MOTIFS DE LA DECISION
L’article 472 du code de procédure civile dispose que lorsque le défendeur ne comparaît pas, il est néanmoins statué sur le fond, le juge ne faisant droit à la demande que dans la mesure où il l’estime régulière, recevable et bien fondée.
Le jugement est réputé contradictoire en application de l'article 473 du Code de procédure civile, du seul fait qu'il est susceptible d'appel.
I. SUR LA RESILIATION :
- sur la recevabilité de l'action
Une copie de l’assignation a été notifiée à la préfecture des Pyrénées-Atlantiques par la voie électronique le 7 novembre 2025, soit plus de deux mois avant l’audience du 19 mars 2026, conformément aux dispositions de l’article 24 III de la loi n°89-462 du 06 juillet 1989 dans sa version applicable au présent litige.
Par ailleurs, la SAS Action Logement Services justifie avoir saisi la commission de coordination des actions de prévention des expulsions locatives par la voie électronique le 18 août 2025, soit plus de deux mois au moins avant la délivrance de l’assignation du 7 novembre 2025, conformément aux dispositions de l’article 24 II de la loi n°89-462 du 06 juillet 1989.
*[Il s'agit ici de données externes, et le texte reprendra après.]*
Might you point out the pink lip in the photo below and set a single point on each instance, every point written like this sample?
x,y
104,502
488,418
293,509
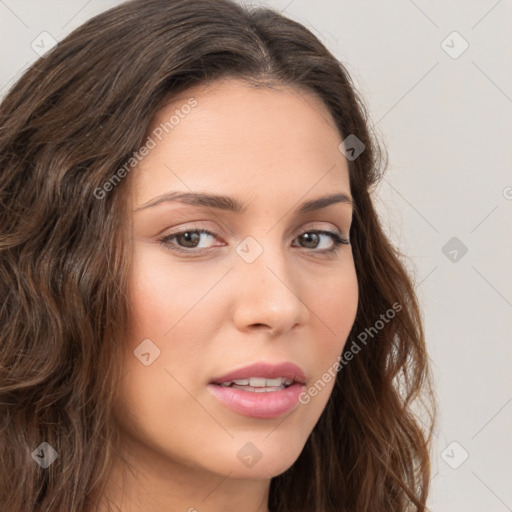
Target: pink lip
x,y
264,405
268,371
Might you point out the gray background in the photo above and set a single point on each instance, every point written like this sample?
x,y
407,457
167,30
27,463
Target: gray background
x,y
446,121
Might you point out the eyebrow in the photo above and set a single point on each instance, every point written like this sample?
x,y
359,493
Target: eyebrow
x,y
231,204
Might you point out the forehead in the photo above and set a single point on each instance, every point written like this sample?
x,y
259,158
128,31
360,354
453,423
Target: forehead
x,y
232,135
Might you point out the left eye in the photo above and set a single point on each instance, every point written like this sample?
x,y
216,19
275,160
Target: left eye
x,y
191,237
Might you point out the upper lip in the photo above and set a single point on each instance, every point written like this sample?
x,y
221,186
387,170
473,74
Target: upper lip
x,y
286,370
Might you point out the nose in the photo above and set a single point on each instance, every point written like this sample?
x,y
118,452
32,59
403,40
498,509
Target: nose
x,y
267,294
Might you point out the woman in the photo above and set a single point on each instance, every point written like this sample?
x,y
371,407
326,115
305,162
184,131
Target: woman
x,y
201,310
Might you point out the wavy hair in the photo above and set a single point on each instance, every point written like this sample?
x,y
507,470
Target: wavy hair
x,y
76,116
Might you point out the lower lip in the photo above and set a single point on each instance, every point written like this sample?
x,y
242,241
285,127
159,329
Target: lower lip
x,y
264,405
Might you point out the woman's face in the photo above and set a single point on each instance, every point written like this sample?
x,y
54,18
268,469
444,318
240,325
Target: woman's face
x,y
258,286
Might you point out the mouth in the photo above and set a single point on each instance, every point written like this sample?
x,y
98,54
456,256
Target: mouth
x,y
258,384
261,390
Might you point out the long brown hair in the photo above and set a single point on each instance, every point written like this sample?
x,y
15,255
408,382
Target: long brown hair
x,y
73,119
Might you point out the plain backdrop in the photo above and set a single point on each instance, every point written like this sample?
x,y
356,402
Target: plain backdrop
x,y
437,79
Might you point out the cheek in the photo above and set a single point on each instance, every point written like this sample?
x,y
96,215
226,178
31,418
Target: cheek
x,y
334,307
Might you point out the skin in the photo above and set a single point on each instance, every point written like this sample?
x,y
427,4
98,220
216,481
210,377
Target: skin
x,y
210,311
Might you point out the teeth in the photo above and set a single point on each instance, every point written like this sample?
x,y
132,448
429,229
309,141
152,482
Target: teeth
x,y
241,382
259,382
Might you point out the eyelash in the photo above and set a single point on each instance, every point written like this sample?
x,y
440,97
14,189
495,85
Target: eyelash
x,y
336,238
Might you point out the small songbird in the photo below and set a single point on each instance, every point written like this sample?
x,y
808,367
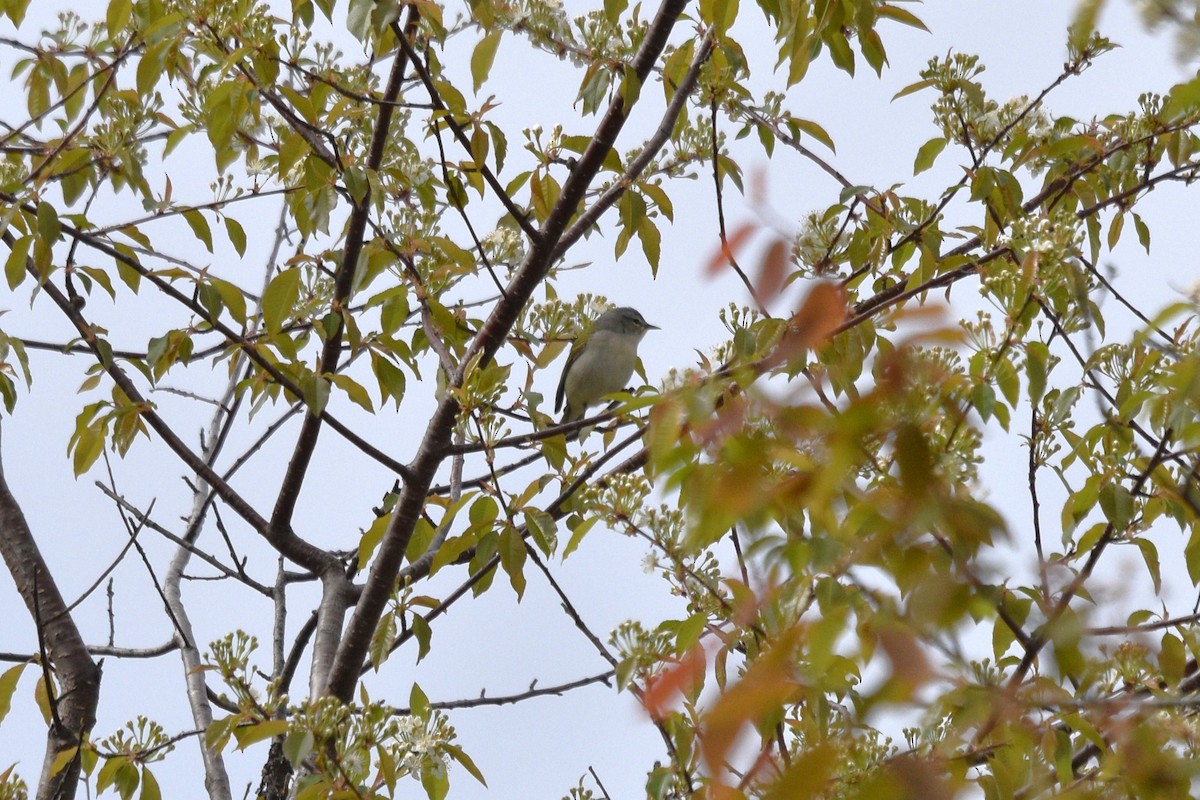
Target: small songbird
x,y
601,361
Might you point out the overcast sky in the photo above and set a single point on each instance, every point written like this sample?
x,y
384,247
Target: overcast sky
x,y
538,749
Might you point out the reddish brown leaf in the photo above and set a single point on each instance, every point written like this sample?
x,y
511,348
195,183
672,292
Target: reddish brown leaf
x,y
822,312
678,679
767,684
773,270
721,258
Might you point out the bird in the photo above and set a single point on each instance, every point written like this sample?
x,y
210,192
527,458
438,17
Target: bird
x,y
601,361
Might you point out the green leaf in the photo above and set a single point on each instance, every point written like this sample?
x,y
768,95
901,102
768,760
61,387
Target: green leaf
x,y
298,745
483,58
424,633
1037,356
199,227
353,390
237,235
513,558
15,268
7,686
250,734
814,130
118,17
150,789
928,155
382,639
456,753
280,299
543,530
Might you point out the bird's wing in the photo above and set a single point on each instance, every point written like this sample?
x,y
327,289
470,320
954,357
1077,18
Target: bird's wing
x,y
559,396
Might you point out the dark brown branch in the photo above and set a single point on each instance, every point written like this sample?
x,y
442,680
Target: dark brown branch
x,y
65,653
533,270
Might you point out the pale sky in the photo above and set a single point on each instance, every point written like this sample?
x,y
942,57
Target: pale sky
x,y
541,747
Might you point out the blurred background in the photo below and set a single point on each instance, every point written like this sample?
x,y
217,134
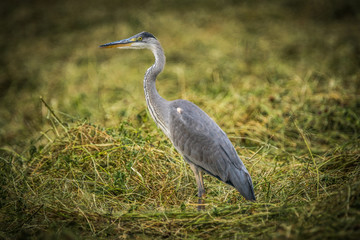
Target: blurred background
x,y
220,55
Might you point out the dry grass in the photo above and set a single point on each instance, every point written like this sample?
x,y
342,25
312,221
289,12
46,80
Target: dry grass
x,y
87,161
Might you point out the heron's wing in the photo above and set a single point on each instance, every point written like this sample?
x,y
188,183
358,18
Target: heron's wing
x,y
202,142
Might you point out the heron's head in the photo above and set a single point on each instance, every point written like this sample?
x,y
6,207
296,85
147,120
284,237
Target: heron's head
x,y
138,41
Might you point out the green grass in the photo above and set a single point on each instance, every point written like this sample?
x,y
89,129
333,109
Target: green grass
x,y
86,160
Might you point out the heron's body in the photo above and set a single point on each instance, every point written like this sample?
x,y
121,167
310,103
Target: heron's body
x,y
194,134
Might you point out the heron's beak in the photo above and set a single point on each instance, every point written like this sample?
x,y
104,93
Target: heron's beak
x,y
119,44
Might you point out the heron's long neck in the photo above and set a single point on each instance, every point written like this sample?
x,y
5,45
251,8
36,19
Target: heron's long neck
x,y
156,104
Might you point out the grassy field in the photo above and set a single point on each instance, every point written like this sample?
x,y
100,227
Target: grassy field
x,y
80,157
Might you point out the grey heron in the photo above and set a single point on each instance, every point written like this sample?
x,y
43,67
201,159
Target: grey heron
x,y
194,134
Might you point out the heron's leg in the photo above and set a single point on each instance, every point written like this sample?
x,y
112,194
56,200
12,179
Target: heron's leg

L’action subrogatoire de la SAS Action Logement Services est donc recevable.
- sur le bien-fondé de la demande
L'article 7 de la loi n°89-462 du 06 juillet 1989 pose le principe que "le locataire est obligé : a) de payer le loyer et les charges récupérables aux termes convenus (...)".
Le paiement du loyer et des charges est donc une obligation essentielle du contrat de location. Le défaut de paiement pendant plusieurs mois caractérise un manquement contractuel suffisamment grave pour justifier la résiliation du contrat de bail aux torts du locataire et son expulsion des lieux.
L'article 24 issu de la loi n°2023-668 du 27 juillet 2023 applicable au 29 juillet 2023, modifiant la loi n°89-462 du 6 juillet 1989, d’application immédiate pour les contrats en cours, dispose que toute clause prévoyant la résiliation de plein droit du contrat de location pour défaut de paiement du loyer ou des charges aux termes convenus ou pour non-versement du dépôt de garantie ne produit effet que six semaines après un commandement de payer demeuré infructueux.
En l’espèce, la SAS Action Logement Services a bien fait signifier au locataire le 16 août 2025 un commandement de payer visant la clause résolutoire pour les loyers et charges impayés (7444,56 euros) et reproduisant les mentions prescrites à peine de nullité à l’article 24 I de la loi précitée.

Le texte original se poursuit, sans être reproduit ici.